XCache and eAccelerator WP Plugins Updated

We’ve just finished uploading the latest versions of our XCache and eAccelerator plugins, now at version 0.6.

For those of you that missed the initial announcement, we’ve written two plugins that let WordPress communicate directly with memory-resident opcode PHP variable caches that are used in XCache and eAccelerator to boost performance and decrease I/O activity.

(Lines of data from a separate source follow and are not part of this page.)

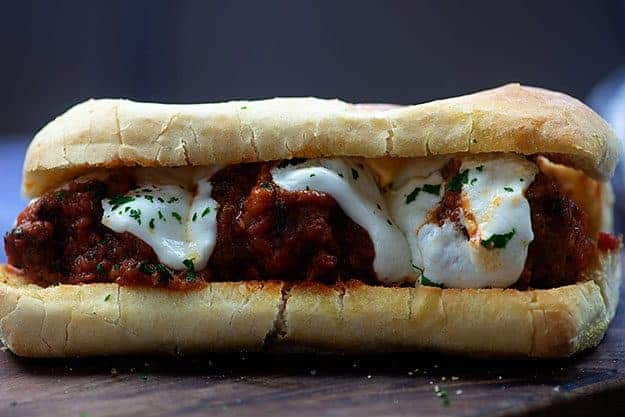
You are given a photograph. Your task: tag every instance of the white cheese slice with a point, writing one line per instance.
(177, 221)
(497, 218)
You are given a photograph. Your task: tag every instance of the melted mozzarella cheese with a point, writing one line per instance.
(497, 218)
(177, 224)
(412, 198)
(353, 187)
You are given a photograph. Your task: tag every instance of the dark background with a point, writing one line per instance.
(56, 53)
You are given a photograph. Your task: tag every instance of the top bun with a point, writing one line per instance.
(113, 133)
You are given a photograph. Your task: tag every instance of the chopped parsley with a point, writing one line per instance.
(119, 200)
(413, 195)
(136, 214)
(429, 283)
(498, 240)
(59, 196)
(148, 269)
(441, 393)
(190, 269)
(432, 188)
(457, 181)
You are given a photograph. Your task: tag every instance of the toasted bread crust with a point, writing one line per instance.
(106, 319)
(512, 118)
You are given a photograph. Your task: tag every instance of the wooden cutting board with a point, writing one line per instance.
(326, 385)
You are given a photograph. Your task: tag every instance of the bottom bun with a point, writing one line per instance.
(107, 319)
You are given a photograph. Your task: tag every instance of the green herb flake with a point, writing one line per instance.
(457, 181)
(163, 271)
(120, 200)
(413, 195)
(441, 393)
(432, 188)
(188, 263)
(498, 241)
(136, 214)
(147, 268)
(293, 161)
(59, 196)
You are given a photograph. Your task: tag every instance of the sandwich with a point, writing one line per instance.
(477, 225)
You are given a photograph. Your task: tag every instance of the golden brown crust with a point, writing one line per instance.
(79, 320)
(512, 118)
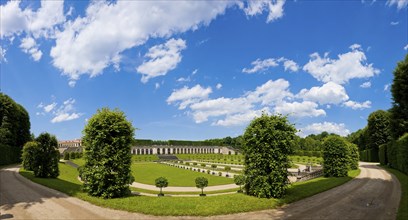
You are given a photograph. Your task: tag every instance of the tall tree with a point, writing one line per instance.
(378, 131)
(267, 142)
(399, 90)
(106, 141)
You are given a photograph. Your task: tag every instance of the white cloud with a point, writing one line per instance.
(123, 25)
(291, 66)
(187, 96)
(299, 109)
(3, 54)
(348, 66)
(64, 112)
(162, 58)
(50, 107)
(366, 85)
(239, 111)
(387, 86)
(28, 45)
(35, 24)
(357, 105)
(330, 127)
(261, 65)
(329, 93)
(275, 8)
(399, 3)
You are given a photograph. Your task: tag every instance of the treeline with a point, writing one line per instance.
(385, 138)
(14, 130)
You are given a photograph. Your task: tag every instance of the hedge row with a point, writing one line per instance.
(9, 155)
(369, 155)
(308, 153)
(395, 154)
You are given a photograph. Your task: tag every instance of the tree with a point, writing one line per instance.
(354, 156)
(336, 156)
(66, 156)
(239, 180)
(106, 141)
(201, 182)
(161, 182)
(29, 155)
(227, 169)
(399, 90)
(267, 142)
(42, 156)
(378, 129)
(14, 130)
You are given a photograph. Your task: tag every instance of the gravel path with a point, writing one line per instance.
(374, 194)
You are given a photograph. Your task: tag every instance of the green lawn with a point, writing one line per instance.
(147, 172)
(68, 183)
(403, 179)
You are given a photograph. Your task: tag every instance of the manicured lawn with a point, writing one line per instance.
(403, 179)
(181, 206)
(147, 173)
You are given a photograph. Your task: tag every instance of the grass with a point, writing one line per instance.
(183, 193)
(403, 179)
(187, 206)
(147, 173)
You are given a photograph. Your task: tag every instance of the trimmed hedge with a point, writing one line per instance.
(382, 154)
(369, 155)
(397, 154)
(9, 155)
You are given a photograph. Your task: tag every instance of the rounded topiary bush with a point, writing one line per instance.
(336, 155)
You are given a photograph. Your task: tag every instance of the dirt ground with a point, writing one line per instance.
(374, 194)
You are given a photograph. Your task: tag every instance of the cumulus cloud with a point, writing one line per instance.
(329, 93)
(366, 85)
(240, 110)
(330, 127)
(124, 25)
(262, 65)
(161, 59)
(16, 21)
(299, 109)
(65, 112)
(186, 96)
(348, 66)
(399, 3)
(28, 45)
(357, 105)
(274, 7)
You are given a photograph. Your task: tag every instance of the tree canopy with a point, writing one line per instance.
(107, 139)
(267, 142)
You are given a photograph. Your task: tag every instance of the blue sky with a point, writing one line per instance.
(201, 69)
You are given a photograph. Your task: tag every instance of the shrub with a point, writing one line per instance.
(107, 139)
(161, 182)
(201, 183)
(42, 156)
(267, 142)
(239, 180)
(382, 154)
(353, 156)
(335, 156)
(66, 156)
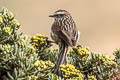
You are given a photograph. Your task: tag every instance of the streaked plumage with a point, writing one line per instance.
(64, 33)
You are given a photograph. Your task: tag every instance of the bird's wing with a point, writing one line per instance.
(69, 36)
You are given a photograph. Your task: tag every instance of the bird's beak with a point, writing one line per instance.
(51, 15)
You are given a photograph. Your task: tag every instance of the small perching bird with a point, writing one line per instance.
(65, 34)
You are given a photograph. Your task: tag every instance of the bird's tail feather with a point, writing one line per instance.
(63, 48)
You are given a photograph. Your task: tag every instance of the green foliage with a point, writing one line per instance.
(33, 58)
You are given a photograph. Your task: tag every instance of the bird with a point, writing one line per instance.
(65, 34)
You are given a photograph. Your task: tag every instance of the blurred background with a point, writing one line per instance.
(97, 20)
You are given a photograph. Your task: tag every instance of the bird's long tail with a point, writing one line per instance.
(63, 48)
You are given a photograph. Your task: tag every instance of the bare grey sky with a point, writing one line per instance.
(98, 20)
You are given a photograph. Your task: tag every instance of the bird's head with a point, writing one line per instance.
(60, 14)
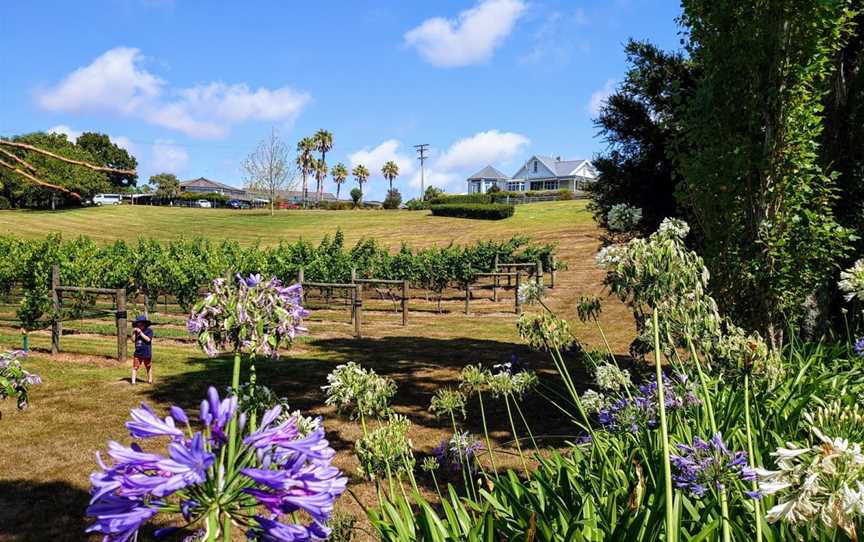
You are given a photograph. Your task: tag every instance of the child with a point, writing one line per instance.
(143, 337)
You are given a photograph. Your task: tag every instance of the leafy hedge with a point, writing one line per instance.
(482, 211)
(182, 267)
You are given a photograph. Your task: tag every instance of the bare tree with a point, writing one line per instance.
(270, 170)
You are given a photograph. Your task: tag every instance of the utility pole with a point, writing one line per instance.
(421, 151)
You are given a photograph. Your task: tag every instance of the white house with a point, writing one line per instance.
(538, 173)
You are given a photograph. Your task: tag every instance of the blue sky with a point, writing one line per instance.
(191, 87)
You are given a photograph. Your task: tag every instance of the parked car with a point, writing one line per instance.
(107, 199)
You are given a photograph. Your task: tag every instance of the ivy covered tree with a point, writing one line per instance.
(639, 123)
(107, 153)
(749, 153)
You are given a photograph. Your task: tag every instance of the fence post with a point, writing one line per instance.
(467, 297)
(56, 323)
(122, 332)
(358, 311)
(404, 302)
(495, 281)
(518, 302)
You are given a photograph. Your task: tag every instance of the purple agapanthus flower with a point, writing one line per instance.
(706, 465)
(641, 409)
(276, 467)
(859, 347)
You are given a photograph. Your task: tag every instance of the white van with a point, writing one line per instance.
(107, 199)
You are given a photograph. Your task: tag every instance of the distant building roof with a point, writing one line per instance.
(201, 182)
(488, 172)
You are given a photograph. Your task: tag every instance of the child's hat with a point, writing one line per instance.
(141, 319)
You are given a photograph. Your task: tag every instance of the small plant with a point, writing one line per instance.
(359, 392)
(15, 381)
(448, 402)
(623, 218)
(387, 451)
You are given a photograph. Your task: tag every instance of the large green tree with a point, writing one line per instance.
(639, 123)
(752, 176)
(108, 153)
(62, 182)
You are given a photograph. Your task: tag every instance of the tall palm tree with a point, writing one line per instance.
(320, 171)
(360, 174)
(390, 170)
(323, 143)
(339, 174)
(306, 162)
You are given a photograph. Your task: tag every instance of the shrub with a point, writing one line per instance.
(415, 204)
(490, 211)
(393, 199)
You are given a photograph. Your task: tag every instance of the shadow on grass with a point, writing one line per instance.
(419, 365)
(41, 511)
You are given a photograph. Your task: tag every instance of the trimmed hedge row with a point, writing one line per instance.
(481, 211)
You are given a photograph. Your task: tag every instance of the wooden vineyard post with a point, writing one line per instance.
(467, 297)
(404, 302)
(358, 311)
(56, 323)
(122, 331)
(495, 282)
(518, 282)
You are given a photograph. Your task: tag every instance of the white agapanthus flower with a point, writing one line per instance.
(852, 281)
(674, 227)
(609, 255)
(623, 217)
(822, 483)
(593, 401)
(611, 378)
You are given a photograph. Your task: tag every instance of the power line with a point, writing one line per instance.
(421, 151)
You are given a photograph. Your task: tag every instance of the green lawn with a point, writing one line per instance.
(46, 452)
(416, 227)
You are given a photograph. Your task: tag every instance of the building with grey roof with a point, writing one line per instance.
(537, 173)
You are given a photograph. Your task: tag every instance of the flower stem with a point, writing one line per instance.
(756, 504)
(671, 531)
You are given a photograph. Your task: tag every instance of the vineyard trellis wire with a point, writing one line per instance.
(180, 268)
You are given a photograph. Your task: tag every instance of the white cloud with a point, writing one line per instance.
(116, 83)
(482, 149)
(168, 157)
(599, 97)
(451, 168)
(469, 39)
(70, 133)
(375, 158)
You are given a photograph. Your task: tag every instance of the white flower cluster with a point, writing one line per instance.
(674, 227)
(852, 281)
(822, 483)
(623, 217)
(593, 401)
(531, 292)
(359, 392)
(611, 378)
(609, 255)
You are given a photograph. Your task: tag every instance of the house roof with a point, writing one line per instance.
(488, 172)
(201, 182)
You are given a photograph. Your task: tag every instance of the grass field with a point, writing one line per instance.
(46, 452)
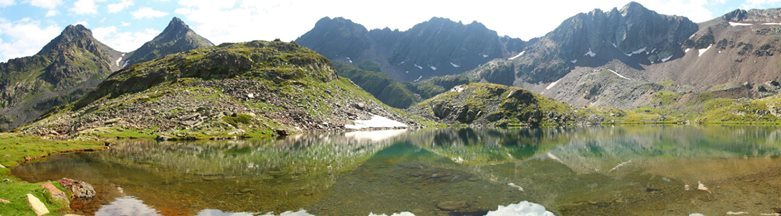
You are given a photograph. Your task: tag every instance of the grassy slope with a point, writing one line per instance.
(493, 104)
(294, 89)
(15, 148)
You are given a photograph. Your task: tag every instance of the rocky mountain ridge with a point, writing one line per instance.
(252, 89)
(64, 70)
(436, 47)
(73, 64)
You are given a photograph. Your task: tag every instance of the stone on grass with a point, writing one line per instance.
(38, 207)
(55, 192)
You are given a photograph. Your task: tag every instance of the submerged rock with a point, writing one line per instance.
(38, 207)
(80, 189)
(55, 192)
(452, 205)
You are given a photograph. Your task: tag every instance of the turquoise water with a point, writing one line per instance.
(584, 171)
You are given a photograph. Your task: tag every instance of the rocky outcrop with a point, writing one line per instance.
(65, 69)
(176, 37)
(491, 104)
(632, 35)
(233, 90)
(80, 189)
(432, 48)
(36, 205)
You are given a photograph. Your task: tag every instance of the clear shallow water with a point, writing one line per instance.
(585, 171)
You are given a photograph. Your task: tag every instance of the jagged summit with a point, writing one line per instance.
(76, 36)
(176, 37)
(67, 67)
(754, 16)
(438, 46)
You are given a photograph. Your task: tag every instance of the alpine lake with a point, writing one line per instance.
(628, 170)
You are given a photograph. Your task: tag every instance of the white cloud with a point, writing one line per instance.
(749, 4)
(51, 13)
(122, 40)
(82, 7)
(119, 6)
(24, 37)
(46, 4)
(50, 5)
(145, 12)
(6, 3)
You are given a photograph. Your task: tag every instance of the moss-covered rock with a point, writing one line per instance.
(498, 105)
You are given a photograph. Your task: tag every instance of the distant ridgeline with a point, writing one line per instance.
(383, 60)
(73, 64)
(624, 65)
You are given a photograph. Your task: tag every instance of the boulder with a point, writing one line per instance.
(38, 207)
(55, 192)
(452, 205)
(80, 189)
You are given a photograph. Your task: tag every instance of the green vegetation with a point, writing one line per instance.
(15, 148)
(255, 89)
(492, 104)
(387, 90)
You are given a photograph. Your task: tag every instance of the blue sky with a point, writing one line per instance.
(27, 25)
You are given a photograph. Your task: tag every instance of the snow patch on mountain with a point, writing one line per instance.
(638, 51)
(120, 59)
(667, 59)
(740, 24)
(374, 122)
(516, 56)
(619, 75)
(553, 84)
(590, 53)
(702, 51)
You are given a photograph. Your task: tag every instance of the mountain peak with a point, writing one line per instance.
(73, 35)
(77, 29)
(632, 7)
(176, 37)
(176, 26)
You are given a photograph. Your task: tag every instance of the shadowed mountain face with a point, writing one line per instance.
(231, 90)
(72, 65)
(64, 70)
(633, 35)
(432, 48)
(177, 37)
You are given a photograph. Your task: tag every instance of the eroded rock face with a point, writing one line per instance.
(80, 189)
(633, 35)
(436, 47)
(491, 104)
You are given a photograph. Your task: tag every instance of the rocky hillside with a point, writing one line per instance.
(232, 90)
(492, 104)
(176, 37)
(65, 69)
(741, 47)
(633, 35)
(432, 48)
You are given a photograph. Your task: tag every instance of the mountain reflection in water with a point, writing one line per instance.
(645, 170)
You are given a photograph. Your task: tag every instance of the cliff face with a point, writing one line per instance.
(432, 48)
(64, 70)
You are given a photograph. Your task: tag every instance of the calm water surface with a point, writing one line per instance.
(584, 171)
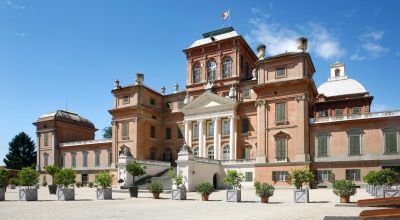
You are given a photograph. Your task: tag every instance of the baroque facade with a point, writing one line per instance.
(261, 115)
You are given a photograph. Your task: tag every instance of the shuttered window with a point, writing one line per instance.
(280, 112)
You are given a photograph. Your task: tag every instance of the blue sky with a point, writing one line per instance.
(58, 53)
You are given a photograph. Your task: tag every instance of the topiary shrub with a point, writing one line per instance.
(28, 177)
(103, 179)
(65, 177)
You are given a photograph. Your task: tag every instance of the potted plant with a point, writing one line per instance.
(156, 188)
(104, 180)
(64, 178)
(233, 180)
(179, 190)
(3, 183)
(52, 171)
(12, 183)
(298, 177)
(264, 190)
(135, 169)
(205, 189)
(28, 178)
(344, 189)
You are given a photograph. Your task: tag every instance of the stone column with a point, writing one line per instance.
(232, 137)
(201, 140)
(216, 138)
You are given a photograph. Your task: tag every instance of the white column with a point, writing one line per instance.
(201, 140)
(216, 139)
(232, 137)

eAccelerator and XCache are the two most-popular open-source opcode caching engines for PHP, and we highly recommend that any and all hosts use them to improve PHP performance by several folds. In particular, we recommend XCache for best performance.

The update to the WordPress opcode caching plugins brings a very important stability/reliability update to the table, especially for those of you running PHP as a multi-threaded (worker_mpm, PHP as ISAPI, PHP as NSAPI, etc.) extension to your application server (which isn’t recommended with PHP!).

Aside from preventing future memory-access violation errors and heap corruption, version 0.6 fixes a minor bug that would incorrectly report that eAccelerator is installed and ready for opcode caching when it actually wasn’t.

Download XCache for WordPress v0.6

Download eAccelerator for WordPress v0.6

[bug tracker] [support forums] [XCache] [eAccelerator]

NeoSmart Technologies uses and recommends XCache as the PHP opcode caching engine of choice for best performance, uptime, and stability.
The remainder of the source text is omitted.